FOOD in Europe’s ex-communist countries has an undeservedly bad reputation: stodgy peasant fare ruined by the culinary commissars of the planned economy. Your columnist has long disagreed, but proof is needed. So, on a recent visit to a supermarket in Tallinn, Estonia’s capital, he set out to construct a winter picnic entirely from local ingredients.
The basis was easy: black bread, pungent and tasty. It makes loaves from the west and south of Europe seem bland and boring. So into the shopping basket went four or five different varieties, with different features: seeds, rye, crunchy and chewy by turns.
The mainstay of the picnic was pricey at €15 ($22), but succulent—a smoked salami from Lithuania. Accompanying it in the shopping basket were a gourmet smoked cheese from Estonia, a tin of smoked sprats (Latvia), Polish pickled mushrooms, plus Czech horseradish and Hungarian hot peppers. Who says eastern Europe is a vitamin-free zone? For dessert, Polish “chocolate plums” from the Solidarność confectionery works are a fine offering. So were crispy, crunchy gingerbread biscuits (Estonian) and a packet of dried apple rings (Polish).
The shopper wanting alcoholic drinks is spoiled for choice. Estonia is the country that pioneered the vodka box—a five-litre freezer-filler much favoured by Finnish tourists dodging their own country’s punitive duties on alcohol. Your columnist is partial to Żubrówka, which should have a stem of bison grass in every bottle and gives the whiff of a summer meadow even in the depths of winter. Poland is the main source, though you can also find it in Belarus and Ukraine.
But drinking vodka at a picnic is not to everyone’s taste. Wine works better. Your columnist always tries to use his budget to punish protectionism and support freedom-lovers, which can lead to some conflict with wine snobs. The supermarket had a range of cut-price offerings from the Balkans, including Macedonia and Moldova. But the intelligent consumer should encourage those who are trying to move upmarket, as opposed to those competing at the bottom end. Pricey bottles from Ukraine and Russia were on offer too, but only sweet wines: a big headache in every bottle, at least in your columnist’s experience.

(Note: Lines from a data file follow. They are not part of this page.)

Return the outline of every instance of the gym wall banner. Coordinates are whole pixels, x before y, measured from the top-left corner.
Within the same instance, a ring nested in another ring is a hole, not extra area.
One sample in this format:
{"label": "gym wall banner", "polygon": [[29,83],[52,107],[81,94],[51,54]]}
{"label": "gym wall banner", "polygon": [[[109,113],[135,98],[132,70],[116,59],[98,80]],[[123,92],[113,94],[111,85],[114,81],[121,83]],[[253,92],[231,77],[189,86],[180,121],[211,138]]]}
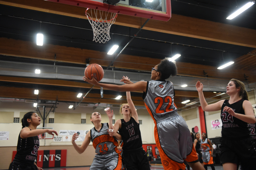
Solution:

A good range of Georgian wine was more tempting: the basket was soon laden by a promising-looking upmarket Saperavi, for the equivalent of €12. But Georgian wine can be a bit inconsistent. For safety, a few beers never go amiss, especially if a sauna is in the offing. Estonia’s Saku and Le Coq are both good lagers, but the final choice was a brace of real Czech Budweiser (so much better than the fizzy, insipid American version) and some Polish Żywiec.
For a post-prandial snifter, Armenian brandy was a strong contender. But throwing caution to the winds, your columnist plumped for a bottle of Estonian dessert wine. Grapes do grow even in northerly Estonia, and wine-growers have been known to make something drinkable from them. But this bottle was from the Põltsamaa winery, which uses apples and berries.
Soft drinks are more distinctive. Western-style juices and fizzy drinks are ubiquitous, but more interesting local concoctions are on the shelves too. A carton of Ukrainian birch sap was irresistible, along with one of the greatest treats in the northern part of eastern Europe: sea-buckthornberry juice. This is bright orange, more like a puree than a juice, and has an incomparable astringent and invigorating kick.
The taste requires some acquiring; your columnist drinks it neat, but it also makes a useful ingredient for other cocktails—mixed with birch sap, for example. The toast at the picnic was to free trade in food: who needs protectionism when you have stuff that consumers really want?